You can trace initials in the wainscoting of this 1865 schoolhouse in Millbrook , N.Y. And you can ring the bell the way a teacher once called students to class. Current occupants have preserved the spirit of the one-room school while making it their weekend home. Furnishings chosen by Nelson Ferlita—Ethan Allen reproductions plus antiques—offer a similar lesson: You can capture the feeling of the past without sacrificing com­fort and livability.

When architects Mac Clapp and Jimmy Crisp bought the 19th-century schoolhouse three years ago, it had been vacant since the 1930s. Broken shutters were stashed in a nearby toolshed, the bell was missing, and the rotted belfry tilted like a cockeyed hat. The new owners faithfully restored the exterior, then Clapp's uncle donated the bell.

The interior is a different story. "We took liberties here," Clapp says. "It had to work for us." To pack into one 800­square-foot space all the comforts of home, the architects designed sleeping lofts overlooking the living area and created a separate kitchen and dining room. While the open plan is a modern solution, the materials nod to the past—pine floors and cabinets plus marble counters.

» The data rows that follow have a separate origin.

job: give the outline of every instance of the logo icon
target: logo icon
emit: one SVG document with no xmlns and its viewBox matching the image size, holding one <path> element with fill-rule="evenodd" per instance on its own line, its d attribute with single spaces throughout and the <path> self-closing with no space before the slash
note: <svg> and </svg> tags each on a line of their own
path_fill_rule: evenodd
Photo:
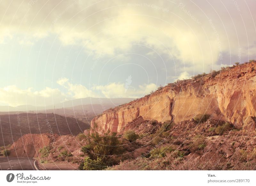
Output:
<svg viewBox="0 0 256 186">
<path fill-rule="evenodd" d="M 11 182 L 14 179 L 14 174 L 12 173 L 10 173 L 6 176 L 6 180 L 8 182 Z"/>
</svg>

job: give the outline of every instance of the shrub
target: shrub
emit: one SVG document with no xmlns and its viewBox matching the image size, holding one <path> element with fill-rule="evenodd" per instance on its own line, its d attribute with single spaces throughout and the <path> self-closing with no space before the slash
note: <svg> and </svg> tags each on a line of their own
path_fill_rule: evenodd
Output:
<svg viewBox="0 0 256 186">
<path fill-rule="evenodd" d="M 165 138 L 167 138 L 170 137 L 170 133 L 168 132 L 164 132 L 162 133 L 163 136 Z"/>
<path fill-rule="evenodd" d="M 124 132 L 124 137 L 132 143 L 136 141 L 139 136 L 133 130 L 128 130 Z"/>
<path fill-rule="evenodd" d="M 139 138 L 142 138 L 145 136 L 148 136 L 148 133 L 143 133 L 143 134 L 141 134 L 139 135 Z"/>
<path fill-rule="evenodd" d="M 162 158 L 166 156 L 166 153 L 173 151 L 174 150 L 171 147 L 163 147 L 156 148 L 150 152 L 151 156 L 153 158 Z"/>
<path fill-rule="evenodd" d="M 60 152 L 60 153 L 58 157 L 62 157 L 63 158 L 65 158 L 66 157 L 70 157 L 73 155 L 72 153 L 69 152 L 69 153 L 68 153 L 68 151 L 67 150 L 64 150 L 63 151 Z"/>
<path fill-rule="evenodd" d="M 97 161 L 98 158 L 100 158 L 107 165 L 112 166 L 113 164 L 110 162 L 109 160 L 114 155 L 121 152 L 119 145 L 120 142 L 116 133 L 111 134 L 108 130 L 100 134 L 96 131 L 88 137 L 88 144 L 82 147 L 81 149 L 85 155 L 93 160 Z"/>
<path fill-rule="evenodd" d="M 44 158 L 48 156 L 50 153 L 50 151 L 52 148 L 51 146 L 46 146 L 40 149 L 39 150 L 39 152 L 41 154 L 41 157 Z"/>
<path fill-rule="evenodd" d="M 85 135 L 83 133 L 79 134 L 76 136 L 78 138 L 78 140 L 80 141 L 81 141 L 84 139 L 86 139 L 86 138 Z"/>
<path fill-rule="evenodd" d="M 256 148 L 254 148 L 253 151 L 249 154 L 249 159 L 252 160 L 255 159 L 256 159 Z"/>
<path fill-rule="evenodd" d="M 61 149 L 63 149 L 63 148 L 64 147 L 62 146 L 60 146 L 60 147 L 59 147 L 57 149 L 58 150 L 58 151 L 59 151 Z"/>
<path fill-rule="evenodd" d="M 228 122 L 222 125 L 218 126 L 215 129 L 215 132 L 218 135 L 222 134 L 224 132 L 232 129 L 231 125 Z"/>
<path fill-rule="evenodd" d="M 7 150 L 6 149 L 5 150 L 4 150 L 2 152 L 2 153 L 3 153 L 3 154 L 4 155 L 4 156 L 5 157 L 6 157 L 10 155 L 10 154 L 11 153 L 11 151 L 9 150 Z"/>
<path fill-rule="evenodd" d="M 214 130 L 214 128 L 213 127 L 211 127 L 209 128 L 209 132 L 212 132 Z"/>
<path fill-rule="evenodd" d="M 244 150 L 241 150 L 239 151 L 240 154 L 239 160 L 241 161 L 245 162 L 247 159 L 247 152 Z"/>
<path fill-rule="evenodd" d="M 209 114 L 200 114 L 197 115 L 194 119 L 197 123 L 203 123 L 206 121 L 210 117 Z"/>
<path fill-rule="evenodd" d="M 206 75 L 206 74 L 204 72 L 201 74 L 198 74 L 197 75 L 195 75 L 194 76 L 191 77 L 191 78 L 192 78 L 192 79 L 196 79 L 204 76 Z"/>
<path fill-rule="evenodd" d="M 196 151 L 202 150 L 206 146 L 206 138 L 201 135 L 198 135 L 194 137 L 193 143 L 189 149 L 192 151 Z"/>
<path fill-rule="evenodd" d="M 153 143 L 155 145 L 157 145 L 162 140 L 162 138 L 159 136 L 157 136 L 154 138 L 152 141 Z"/>
<path fill-rule="evenodd" d="M 220 72 L 220 70 L 219 71 L 216 71 L 216 70 L 214 70 L 212 69 L 211 69 L 210 70 L 210 74 L 211 74 L 211 76 L 212 77 L 215 76 L 217 74 L 219 74 Z"/>
<path fill-rule="evenodd" d="M 164 129 L 164 131 L 169 130 L 173 127 L 175 123 L 171 120 L 167 120 L 164 122 L 162 128 Z"/>
<path fill-rule="evenodd" d="M 83 164 L 83 170 L 101 170 L 107 168 L 102 159 L 100 158 L 93 160 L 86 157 L 84 159 Z"/>
</svg>

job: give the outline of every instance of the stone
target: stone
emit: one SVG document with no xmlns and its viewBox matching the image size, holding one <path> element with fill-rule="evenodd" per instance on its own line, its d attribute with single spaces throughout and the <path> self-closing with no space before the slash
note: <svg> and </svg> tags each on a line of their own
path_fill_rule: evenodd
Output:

In decorating, Nelson Ferlita also opted for the flavor of the past rather than period perfection. "This takes confidence," he says of his decision to mix antiques with reproductions. "But the results are more interesting." Not to mention practical. Ethan Allen's sturdy pieces, based on English, Irish and American designs, have enough character to stand on their own. And the school now has a lived-in quality that makes this transformation complete.